# how do you decide which fish to get?



## rexpepper651 (Dec 25, 2012)

like it says! how do you folks pick on which fish you put in your aquariums?? im having such a hard time deciding and i want! i have a 55 gallon that needs to be filled with life!!


----------



## KPainter (Jun 12, 2012)

First consider your water parameters. It's much easier to have fish that work with your existing water than trying to make your water work with your fish.


----------



## Byron (Mar 7, 2009)

Stocking an aquarium requires some thought. I'll just run over some of the main points.

Water parameters. The GH, KH and pH of the source water (presumably tap water). Some fish have preferences, some are somewhat more adaptable, but there are limits in all species. Selecting fish suited to your water makes life much easier, is less expensive, and the fish will be healthier if they have suitable water. Temperature is another water parameter, and some fish need higher or lower temps.

Tank size. Some fish need to be in groups, some may need a special harem or pair relationship, some need to be on their own (thinking species here).

Tank aquascape. This can be crucial for many fish. Some have special needs, like chunks of wood, or rock caves (whether real or fake doesn't usually matter). Some need dim lighting, so floating plants of less overhead light. Some need a water current, some the opposite (the filter matters here).

Compatibility. The last thing to consider, because if any of the afore-mentioned needs have not been met, compatibility won't matter much as the fish will be weakened and in poor health from the start. But not all fish get along with all other fish.

Byron.


----------



## rexpepper651 (Dec 25, 2012)

yeah im having problems!! its either a cichlid tank or a dirted tank or a sand bottom planted tank with tons of bright lil fish. lol :/


----------



## Byron (Mar 7, 2009)

rexpepper651 said:


> yeah im having problems!! its either a cichlid tank or a dirted tank or a sand bottom planted tank with tons of bright lil fish. lol :/


Well, this is the first decision, and it is yours entirely.


----------



## rexpepper651 (Dec 25, 2012)

hahah for once byron youre no help


----------



## flight50 (Sep 30, 2008)

KPainter said:


> First consider your water parameters. It's much easier to have fish that work with your existing water than trying to make your water work with your fish.


As soon as I saw the topic this was the answer I was gonna give,lol. 

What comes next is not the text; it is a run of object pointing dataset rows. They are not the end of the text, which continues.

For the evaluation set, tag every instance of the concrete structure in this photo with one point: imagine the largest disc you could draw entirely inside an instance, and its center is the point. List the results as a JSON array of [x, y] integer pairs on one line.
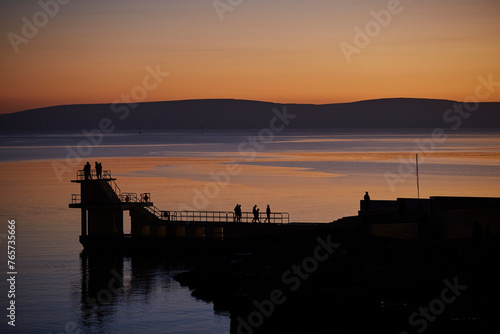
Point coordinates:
[[437, 217], [102, 204]]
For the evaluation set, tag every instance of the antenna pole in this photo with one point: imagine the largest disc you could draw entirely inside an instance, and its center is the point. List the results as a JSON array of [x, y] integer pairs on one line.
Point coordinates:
[[418, 186]]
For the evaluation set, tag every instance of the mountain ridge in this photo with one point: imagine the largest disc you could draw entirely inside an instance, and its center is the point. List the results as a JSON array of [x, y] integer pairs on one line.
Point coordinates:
[[251, 114]]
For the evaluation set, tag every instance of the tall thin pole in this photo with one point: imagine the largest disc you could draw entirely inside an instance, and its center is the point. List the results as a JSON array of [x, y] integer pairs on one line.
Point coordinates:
[[418, 186]]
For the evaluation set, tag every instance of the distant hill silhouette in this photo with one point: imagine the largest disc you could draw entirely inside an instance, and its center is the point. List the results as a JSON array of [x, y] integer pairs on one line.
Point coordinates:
[[243, 114]]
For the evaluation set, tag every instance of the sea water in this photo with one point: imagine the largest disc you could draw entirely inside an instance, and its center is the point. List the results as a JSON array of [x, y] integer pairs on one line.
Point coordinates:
[[312, 176]]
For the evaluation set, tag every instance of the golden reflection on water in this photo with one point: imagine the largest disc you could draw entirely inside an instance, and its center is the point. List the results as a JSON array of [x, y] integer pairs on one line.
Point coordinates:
[[204, 183]]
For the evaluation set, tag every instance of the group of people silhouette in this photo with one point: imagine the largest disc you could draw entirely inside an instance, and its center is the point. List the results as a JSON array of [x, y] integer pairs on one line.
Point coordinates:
[[256, 214], [87, 170]]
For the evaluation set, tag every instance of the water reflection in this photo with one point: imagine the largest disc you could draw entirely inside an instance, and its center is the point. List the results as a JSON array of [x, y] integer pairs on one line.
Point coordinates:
[[123, 294]]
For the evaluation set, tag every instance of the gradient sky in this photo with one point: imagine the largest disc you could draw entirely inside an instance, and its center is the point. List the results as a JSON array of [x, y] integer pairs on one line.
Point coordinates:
[[94, 51]]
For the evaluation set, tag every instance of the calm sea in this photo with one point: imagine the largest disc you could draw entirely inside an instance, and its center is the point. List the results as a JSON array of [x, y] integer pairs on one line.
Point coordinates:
[[313, 176]]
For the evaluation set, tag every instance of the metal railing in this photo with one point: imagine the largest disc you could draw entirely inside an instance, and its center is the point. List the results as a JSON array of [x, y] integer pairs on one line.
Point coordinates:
[[180, 216], [80, 175], [76, 199], [223, 217]]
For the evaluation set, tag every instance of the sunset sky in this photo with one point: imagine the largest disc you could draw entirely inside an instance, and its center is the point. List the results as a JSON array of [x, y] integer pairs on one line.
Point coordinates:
[[288, 51]]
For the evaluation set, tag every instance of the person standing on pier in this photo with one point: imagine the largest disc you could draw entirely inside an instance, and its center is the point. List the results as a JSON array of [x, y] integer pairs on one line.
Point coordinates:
[[255, 214], [86, 171], [236, 213], [367, 200], [268, 214], [98, 170]]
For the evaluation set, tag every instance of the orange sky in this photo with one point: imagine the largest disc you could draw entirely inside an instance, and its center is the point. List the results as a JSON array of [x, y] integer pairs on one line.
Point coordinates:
[[280, 51]]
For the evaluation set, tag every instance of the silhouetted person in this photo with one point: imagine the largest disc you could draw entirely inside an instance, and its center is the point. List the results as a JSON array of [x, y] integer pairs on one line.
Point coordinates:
[[268, 214], [236, 213], [98, 170], [255, 214], [367, 200], [86, 171]]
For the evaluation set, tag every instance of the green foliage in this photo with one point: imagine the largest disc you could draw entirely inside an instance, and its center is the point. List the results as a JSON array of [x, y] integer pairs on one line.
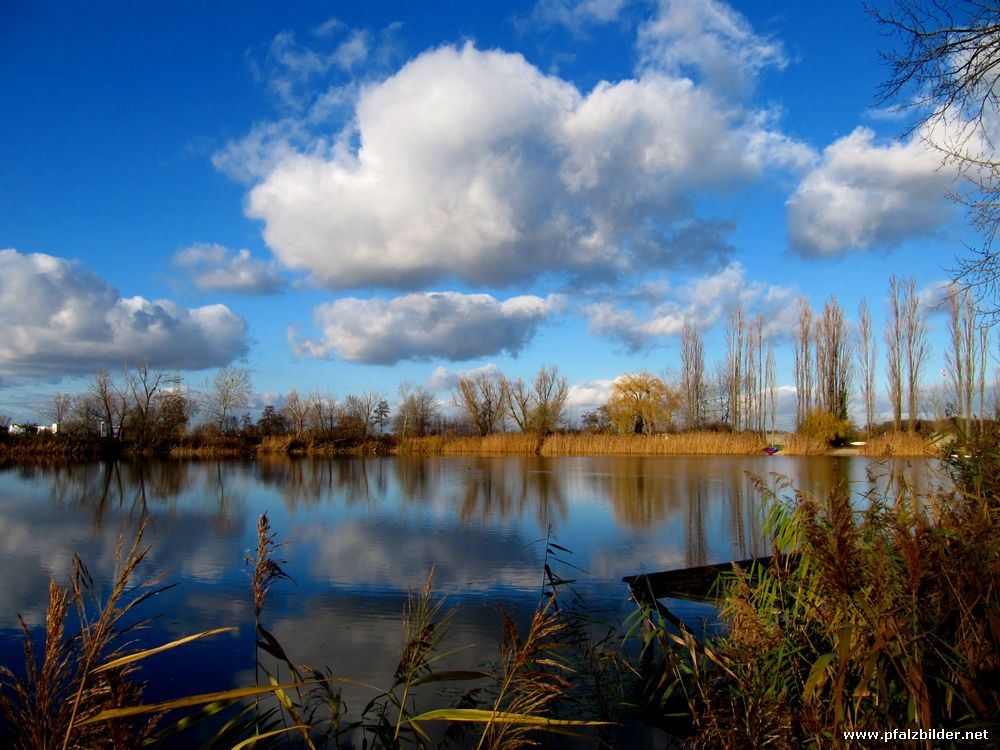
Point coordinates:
[[887, 618]]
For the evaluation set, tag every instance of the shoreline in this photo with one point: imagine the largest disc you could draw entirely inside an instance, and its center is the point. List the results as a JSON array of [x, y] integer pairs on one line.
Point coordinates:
[[66, 448]]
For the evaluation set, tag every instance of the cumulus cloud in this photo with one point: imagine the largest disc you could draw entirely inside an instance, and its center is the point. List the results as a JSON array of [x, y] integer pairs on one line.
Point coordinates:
[[702, 301], [443, 379], [60, 319], [426, 325], [866, 196], [502, 174], [589, 394], [214, 267]]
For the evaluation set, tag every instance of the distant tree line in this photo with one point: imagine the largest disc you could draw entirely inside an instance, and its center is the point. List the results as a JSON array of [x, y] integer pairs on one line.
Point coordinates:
[[835, 365]]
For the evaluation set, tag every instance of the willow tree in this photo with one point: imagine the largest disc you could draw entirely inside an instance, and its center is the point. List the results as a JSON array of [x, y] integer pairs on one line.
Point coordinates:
[[641, 403]]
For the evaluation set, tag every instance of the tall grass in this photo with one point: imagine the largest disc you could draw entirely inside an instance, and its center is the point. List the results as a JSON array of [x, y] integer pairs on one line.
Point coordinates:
[[898, 444], [587, 444], [85, 675], [84, 692], [890, 620]]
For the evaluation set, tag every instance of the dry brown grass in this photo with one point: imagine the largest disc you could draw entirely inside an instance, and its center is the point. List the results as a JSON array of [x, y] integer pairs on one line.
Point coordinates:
[[501, 443], [799, 445], [674, 444], [511, 443], [679, 444], [898, 444]]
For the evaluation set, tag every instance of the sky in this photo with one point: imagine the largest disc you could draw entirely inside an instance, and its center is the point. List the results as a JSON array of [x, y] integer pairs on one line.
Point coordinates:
[[346, 196]]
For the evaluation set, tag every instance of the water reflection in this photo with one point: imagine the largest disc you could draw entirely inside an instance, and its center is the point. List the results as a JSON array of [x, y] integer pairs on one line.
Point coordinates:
[[361, 532]]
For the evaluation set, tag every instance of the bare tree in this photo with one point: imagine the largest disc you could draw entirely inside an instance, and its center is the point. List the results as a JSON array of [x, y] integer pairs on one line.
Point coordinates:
[[145, 385], [228, 391], [867, 356], [541, 406], [483, 398], [359, 409], [692, 374], [381, 415], [946, 70], [113, 403], [962, 358], [833, 361], [915, 348], [416, 412], [772, 386], [735, 351], [894, 352], [803, 362], [296, 411], [58, 409], [323, 413]]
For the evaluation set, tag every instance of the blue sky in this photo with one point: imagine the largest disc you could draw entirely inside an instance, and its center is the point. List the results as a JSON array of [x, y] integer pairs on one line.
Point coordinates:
[[343, 196]]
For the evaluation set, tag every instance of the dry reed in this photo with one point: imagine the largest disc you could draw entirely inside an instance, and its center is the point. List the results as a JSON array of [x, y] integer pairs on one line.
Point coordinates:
[[588, 444], [898, 444]]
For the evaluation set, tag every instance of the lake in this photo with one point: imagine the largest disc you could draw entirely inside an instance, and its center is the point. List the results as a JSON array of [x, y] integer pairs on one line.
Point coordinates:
[[361, 533]]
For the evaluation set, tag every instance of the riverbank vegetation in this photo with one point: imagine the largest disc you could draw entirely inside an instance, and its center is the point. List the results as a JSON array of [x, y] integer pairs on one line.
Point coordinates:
[[887, 618], [81, 686]]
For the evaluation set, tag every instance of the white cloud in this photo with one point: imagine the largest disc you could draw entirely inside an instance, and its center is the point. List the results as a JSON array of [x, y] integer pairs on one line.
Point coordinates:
[[501, 174], [214, 267], [443, 379], [710, 39], [426, 325], [589, 394], [703, 301], [865, 196], [60, 319]]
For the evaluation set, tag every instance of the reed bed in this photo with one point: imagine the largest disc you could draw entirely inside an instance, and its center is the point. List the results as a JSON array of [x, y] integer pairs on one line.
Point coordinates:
[[898, 444], [501, 444], [671, 444], [511, 443], [676, 444], [886, 620], [794, 444]]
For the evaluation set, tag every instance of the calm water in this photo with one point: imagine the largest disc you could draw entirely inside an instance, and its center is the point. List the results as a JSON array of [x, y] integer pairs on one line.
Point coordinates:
[[361, 532]]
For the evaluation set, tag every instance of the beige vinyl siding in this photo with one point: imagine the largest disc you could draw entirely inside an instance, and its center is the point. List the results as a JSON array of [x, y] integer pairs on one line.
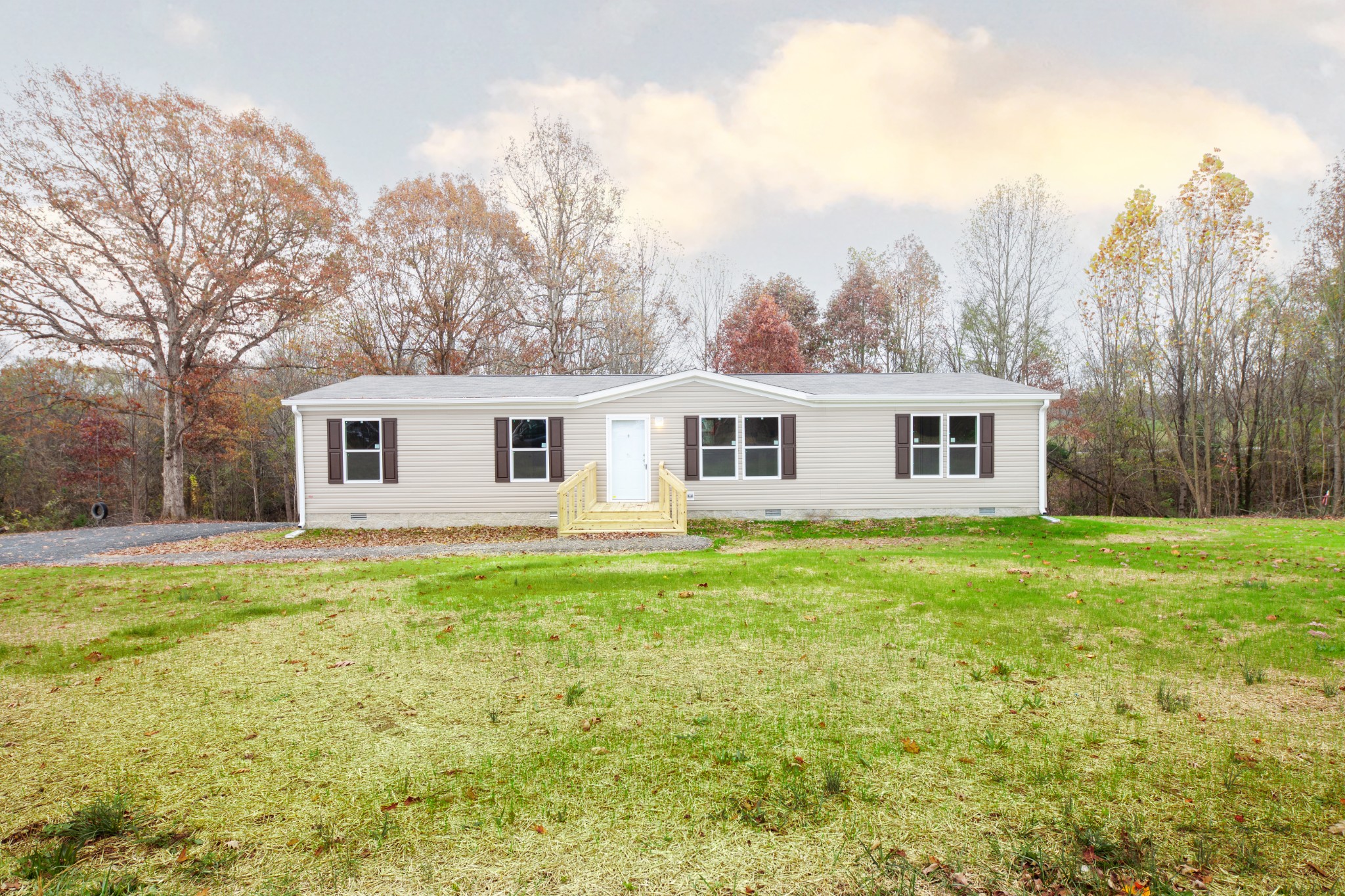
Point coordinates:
[[845, 463]]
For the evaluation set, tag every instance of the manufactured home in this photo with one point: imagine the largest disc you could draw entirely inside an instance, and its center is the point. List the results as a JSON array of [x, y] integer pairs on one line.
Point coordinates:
[[643, 453]]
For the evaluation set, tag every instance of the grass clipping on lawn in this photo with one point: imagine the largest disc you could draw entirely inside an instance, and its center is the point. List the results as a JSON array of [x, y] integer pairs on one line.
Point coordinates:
[[275, 540], [695, 723]]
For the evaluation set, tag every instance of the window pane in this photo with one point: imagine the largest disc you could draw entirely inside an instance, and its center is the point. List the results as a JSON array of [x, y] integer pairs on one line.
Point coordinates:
[[761, 430], [361, 435], [361, 467], [962, 461], [925, 461], [762, 461], [721, 463], [962, 430], [718, 431], [530, 433], [529, 465], [926, 430]]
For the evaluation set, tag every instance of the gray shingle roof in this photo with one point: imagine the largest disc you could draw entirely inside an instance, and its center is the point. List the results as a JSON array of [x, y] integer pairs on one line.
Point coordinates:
[[447, 389], [884, 385]]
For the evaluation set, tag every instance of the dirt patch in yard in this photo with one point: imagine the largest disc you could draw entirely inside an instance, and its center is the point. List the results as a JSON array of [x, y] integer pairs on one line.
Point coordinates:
[[275, 540], [827, 544]]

But after thinking a bit, I think the hardest decision is deciding whether you want to go planted or not. Solve that and the decision is cut in half. Now you can consider your water parameters. For beginners it will be much easier to use your current water conditions from tap. Find fish that fair well with what you have. Get that experience under your belt before branching out to making water parameters fit the fish you want. Also for this I would recommend the largest tank that you can afford and fit within the space your placing your tank. Believe it or not, larger tanks are generally easier to deal with. Now it does depend on the complexity you make a larger tank due to the maintenance level you must provide. Last decision for a planted tank will be on the substrate. Sand, soil, aquasoil etc, are all substrates so the decision is derived from cost, plant needs and maintenance itself. Accessories and equipment are options and are generally not part of the core setup right away.


----------



## rexpepper651 (Dec 25, 2012)

yeah see im having troubles deciding cichlid tank or dirt planted tank and which fish to put in lol i know its all about opinion. just was curious to see how some people choose what they have ended up with


----------



## flight50 (Sep 30, 2008)

Well one thing that aided in my decision was the type of fish I wanted to keep. Docile community. Community tanks look stunning in a moderate-heavily planted setup. I had cichlid when I first got into the hobby and the aggression just didn't sit well with me. For one I started with a 10g trying to keep cichlid. I learned fast that was a mistake, lol. I then got turned on to planting a tank and the hobby really opened up for me.

Awhile back, I remember seeing a thread somewhere in one of these forums that did a poll on what type of system everyone liked and why. The poll was marine saltwater or planted freshwater and there were lots of good valid points made for planted. Those points opened up yet another dimension of keeping planted tanks for me. Currently I have been collecting and researching for a multi tank setup for the past year. Once I have 80% of my setup I will start posting my progress. This hobby can really grow on you once avenues starting opening up.


----------



## JDM (Dec 9, 2012)

rexpepper651 said:


> yeah see im having troubles deciding cichlid tank or dirt planted tank and which fish to put in lol i know its all about opinion. just was curious to see how some people choose what they have ended up with


Don't get hung up on needing a dirt substrate for plants, sand works perfectly well and adding a comprehensive fertilizer and a few root tabs as needed is far far easier than going dirt for a lot of reasons. Even the "plant substrates" that are not dirt are not needed.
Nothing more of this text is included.